Valve rolled out a randomized reservation lottery specifically to curb scalpers after the Steam Controller bloodbath, yet here we are: confirmed queue spots for the Steam Machine are already moving on eBay for $1,700 to $3,200 while the hardware itself hasn't shipped a single unit. The 512GB model starts at $1,049 officially (or $1,128 bundled with the controller), and the 2TB variant at $1,349, but listings show buyers paying double or triple for the privilege of jumping the randomized line. Multiple reports confirm sales have already cleared, including a $2,800 completed transaction and asking prices hitting $3,500.

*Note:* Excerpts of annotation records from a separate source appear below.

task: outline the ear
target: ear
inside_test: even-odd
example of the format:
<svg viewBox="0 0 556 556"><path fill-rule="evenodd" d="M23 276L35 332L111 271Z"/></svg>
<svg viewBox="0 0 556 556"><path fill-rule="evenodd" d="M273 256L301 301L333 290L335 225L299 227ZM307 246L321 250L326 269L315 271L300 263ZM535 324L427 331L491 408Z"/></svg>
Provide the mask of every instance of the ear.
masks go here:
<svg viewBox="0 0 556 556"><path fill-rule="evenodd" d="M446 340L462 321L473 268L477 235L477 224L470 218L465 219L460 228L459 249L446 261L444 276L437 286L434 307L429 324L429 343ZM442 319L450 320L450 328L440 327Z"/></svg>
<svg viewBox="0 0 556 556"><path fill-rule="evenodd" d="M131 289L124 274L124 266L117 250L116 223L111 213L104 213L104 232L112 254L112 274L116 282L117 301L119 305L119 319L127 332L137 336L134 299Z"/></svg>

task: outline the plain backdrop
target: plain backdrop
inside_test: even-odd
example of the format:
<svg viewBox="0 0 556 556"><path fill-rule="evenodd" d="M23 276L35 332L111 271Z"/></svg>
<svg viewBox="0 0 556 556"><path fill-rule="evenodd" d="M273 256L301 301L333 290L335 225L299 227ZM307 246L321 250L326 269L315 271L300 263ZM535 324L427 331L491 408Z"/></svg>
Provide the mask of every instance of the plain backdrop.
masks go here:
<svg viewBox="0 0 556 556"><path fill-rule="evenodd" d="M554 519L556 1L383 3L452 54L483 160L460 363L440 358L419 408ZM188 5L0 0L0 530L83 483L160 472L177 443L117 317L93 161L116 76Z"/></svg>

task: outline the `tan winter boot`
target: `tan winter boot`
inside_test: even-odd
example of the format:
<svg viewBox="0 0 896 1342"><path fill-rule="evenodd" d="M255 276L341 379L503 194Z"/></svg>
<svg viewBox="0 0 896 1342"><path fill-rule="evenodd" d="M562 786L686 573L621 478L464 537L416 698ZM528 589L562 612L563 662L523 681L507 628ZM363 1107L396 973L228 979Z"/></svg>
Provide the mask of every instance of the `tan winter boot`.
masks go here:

The system was meant to level the field—sign-ups closed June 25, randomization assigned spots, and winners get 72 hours to buy before the next in queue. Instead, scalpers who lucked into emails are treating the confirmation as a transferable asset, flipping the spot itself rather than the box. This mirrors the earlier Steam Controller scalping wave that prompted the queue in the first place, and community threads on Reddit and X are filled with the usual mix of rage at resellers and disbelief that anyone is actually paying these prices.
Valve's launch window starts June 29 with shipping as units are ready, but limited supply and component costs inflated by AI-driven memory shortages mean the waitlist will drag. The real story isn't the scalping itself—it's that the anti-scalper measures Valve implemented after the controller fiasco have already proven porous when demand outstrips what a randomized email can protect.